/nlp_fundamentals

Primary LanguageJupyter Notebook

Resources: https://aiplus.odsc.com/courses/nlp-fundamentals http://nlp.seas.harvard.edu/

Lesson 1 Text Representation (60m) Theory: Familiarize yourself with NLP fundamentals and text preprocessing, to prepare the data for our models. We will go through the main steps like removing stopwords, stesmming, One-Hot Encoding, and more.

Exercise: Apply text preprocessing methods on a simple dataset.

Outcome: You will be able to apply to the appropriate methodology to preprocess the text.

Lesson 2 Topic Modeling (45m) Theory: We will see what LDA is and how it can help to extract information from documents. We will also try different clustering techniques and implement a Non-negative Matrix factorization.

Exercise: Apply topic modeling techniques on a simple text.

Outcome: You will be able to apply to extract the main information from documents using topic modeling techniques.

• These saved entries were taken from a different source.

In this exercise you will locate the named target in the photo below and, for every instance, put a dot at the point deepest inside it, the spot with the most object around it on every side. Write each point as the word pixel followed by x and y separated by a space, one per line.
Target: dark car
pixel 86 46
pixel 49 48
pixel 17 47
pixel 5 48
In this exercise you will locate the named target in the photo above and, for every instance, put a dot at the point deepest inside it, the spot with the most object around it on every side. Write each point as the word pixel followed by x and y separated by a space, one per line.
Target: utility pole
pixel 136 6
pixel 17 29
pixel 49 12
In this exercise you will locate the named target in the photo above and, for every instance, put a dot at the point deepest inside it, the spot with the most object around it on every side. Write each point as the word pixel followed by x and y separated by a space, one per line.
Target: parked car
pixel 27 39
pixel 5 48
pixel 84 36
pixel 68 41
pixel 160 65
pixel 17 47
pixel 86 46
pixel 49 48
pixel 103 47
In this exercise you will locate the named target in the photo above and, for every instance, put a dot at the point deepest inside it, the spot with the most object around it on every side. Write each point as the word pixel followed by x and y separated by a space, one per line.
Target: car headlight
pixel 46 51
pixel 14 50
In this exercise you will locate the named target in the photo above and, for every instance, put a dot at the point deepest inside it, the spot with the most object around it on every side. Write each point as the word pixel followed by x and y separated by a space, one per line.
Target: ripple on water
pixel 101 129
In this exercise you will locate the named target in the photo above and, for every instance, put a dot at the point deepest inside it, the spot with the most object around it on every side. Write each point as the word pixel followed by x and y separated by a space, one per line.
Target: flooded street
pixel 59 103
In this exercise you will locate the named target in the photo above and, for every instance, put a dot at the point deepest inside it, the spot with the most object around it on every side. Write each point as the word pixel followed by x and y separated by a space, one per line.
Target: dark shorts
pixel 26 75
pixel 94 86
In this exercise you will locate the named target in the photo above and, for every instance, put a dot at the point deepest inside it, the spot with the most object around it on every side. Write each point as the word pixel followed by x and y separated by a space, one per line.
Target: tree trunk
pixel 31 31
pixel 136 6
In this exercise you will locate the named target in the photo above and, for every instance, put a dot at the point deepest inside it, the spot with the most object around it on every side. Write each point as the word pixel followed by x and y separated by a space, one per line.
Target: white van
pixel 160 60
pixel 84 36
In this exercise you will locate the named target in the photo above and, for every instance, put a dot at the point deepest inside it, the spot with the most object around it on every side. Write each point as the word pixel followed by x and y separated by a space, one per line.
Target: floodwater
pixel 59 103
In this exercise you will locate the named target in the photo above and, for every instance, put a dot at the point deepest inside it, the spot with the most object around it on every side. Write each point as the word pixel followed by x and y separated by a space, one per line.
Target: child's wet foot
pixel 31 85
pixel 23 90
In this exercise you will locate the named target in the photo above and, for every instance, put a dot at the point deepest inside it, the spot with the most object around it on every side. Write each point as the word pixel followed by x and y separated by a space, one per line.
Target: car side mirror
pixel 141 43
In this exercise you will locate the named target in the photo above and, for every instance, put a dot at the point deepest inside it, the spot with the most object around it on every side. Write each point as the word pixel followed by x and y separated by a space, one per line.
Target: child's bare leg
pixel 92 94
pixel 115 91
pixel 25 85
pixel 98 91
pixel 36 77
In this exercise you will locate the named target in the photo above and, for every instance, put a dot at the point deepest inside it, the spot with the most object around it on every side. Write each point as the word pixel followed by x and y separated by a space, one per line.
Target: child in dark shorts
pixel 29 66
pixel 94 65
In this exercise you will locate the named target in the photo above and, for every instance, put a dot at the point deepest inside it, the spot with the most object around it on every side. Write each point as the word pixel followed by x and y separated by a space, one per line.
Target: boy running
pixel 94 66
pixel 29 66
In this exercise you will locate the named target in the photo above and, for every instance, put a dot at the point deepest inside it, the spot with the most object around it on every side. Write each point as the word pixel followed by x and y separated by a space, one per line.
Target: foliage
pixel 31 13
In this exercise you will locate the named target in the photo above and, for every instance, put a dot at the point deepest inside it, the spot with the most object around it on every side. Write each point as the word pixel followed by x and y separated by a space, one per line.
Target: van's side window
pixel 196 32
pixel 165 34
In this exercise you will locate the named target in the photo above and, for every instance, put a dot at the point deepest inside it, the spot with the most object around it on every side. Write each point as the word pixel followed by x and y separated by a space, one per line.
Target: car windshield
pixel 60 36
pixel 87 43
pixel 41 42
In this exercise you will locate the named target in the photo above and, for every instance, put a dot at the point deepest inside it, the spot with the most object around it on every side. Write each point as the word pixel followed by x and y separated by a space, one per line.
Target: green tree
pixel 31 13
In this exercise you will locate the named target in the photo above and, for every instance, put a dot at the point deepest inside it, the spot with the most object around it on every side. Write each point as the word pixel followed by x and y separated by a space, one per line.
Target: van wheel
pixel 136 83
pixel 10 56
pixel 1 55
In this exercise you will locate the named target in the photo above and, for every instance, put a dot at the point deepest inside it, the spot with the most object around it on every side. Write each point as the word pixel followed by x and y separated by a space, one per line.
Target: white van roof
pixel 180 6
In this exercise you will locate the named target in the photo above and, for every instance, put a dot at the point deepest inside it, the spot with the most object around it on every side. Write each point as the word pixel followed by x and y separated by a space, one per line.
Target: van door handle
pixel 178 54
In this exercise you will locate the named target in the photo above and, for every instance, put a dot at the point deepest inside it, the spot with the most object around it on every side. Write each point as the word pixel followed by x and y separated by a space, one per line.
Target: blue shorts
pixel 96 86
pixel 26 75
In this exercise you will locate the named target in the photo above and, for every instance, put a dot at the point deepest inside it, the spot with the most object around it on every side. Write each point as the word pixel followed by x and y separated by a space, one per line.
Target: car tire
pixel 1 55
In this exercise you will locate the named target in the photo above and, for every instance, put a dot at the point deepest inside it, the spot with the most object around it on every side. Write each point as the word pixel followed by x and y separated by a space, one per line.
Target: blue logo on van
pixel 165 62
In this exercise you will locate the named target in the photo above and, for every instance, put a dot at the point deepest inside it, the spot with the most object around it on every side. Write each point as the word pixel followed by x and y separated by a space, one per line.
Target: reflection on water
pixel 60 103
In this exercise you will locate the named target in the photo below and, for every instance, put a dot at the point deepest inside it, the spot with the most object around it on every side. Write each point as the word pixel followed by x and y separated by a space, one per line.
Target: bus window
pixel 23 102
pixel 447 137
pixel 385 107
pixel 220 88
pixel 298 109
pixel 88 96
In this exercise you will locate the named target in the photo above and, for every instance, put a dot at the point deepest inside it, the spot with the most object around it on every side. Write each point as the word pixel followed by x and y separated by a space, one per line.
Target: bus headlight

Lesson 3 Text Classification (30m) Theory: We will learn how it’s possible to represent text and how a classifier can use this representation. We will use TF-Idf and experiment with a couple of supervised learning models.

Exercise: Build an NLP pipeline to perform classification.

Outcome: You will be able to solve a text classification problem end to end.

Lesson 4 Introduction to Deep Learning in NLP (45m) Theory: Understand word embedding, how it works, and how to use it. We will go through the main concepts behind word embedding and see some practical examples using the Gensim library.

Exercise: Leveraging python deep learning libraries to create an NLP pipeline for sentiment analysis.

Outcome: You will be able to use word embedding to perform any text classification task.

Lesson 5 Overview of Advanced Deep NLP (15m)

We will introduce the most recent development of Deep learning in NLP, in particular we will see how to leverage BERT and ELMo and their pre-trained models to solve NLP problems.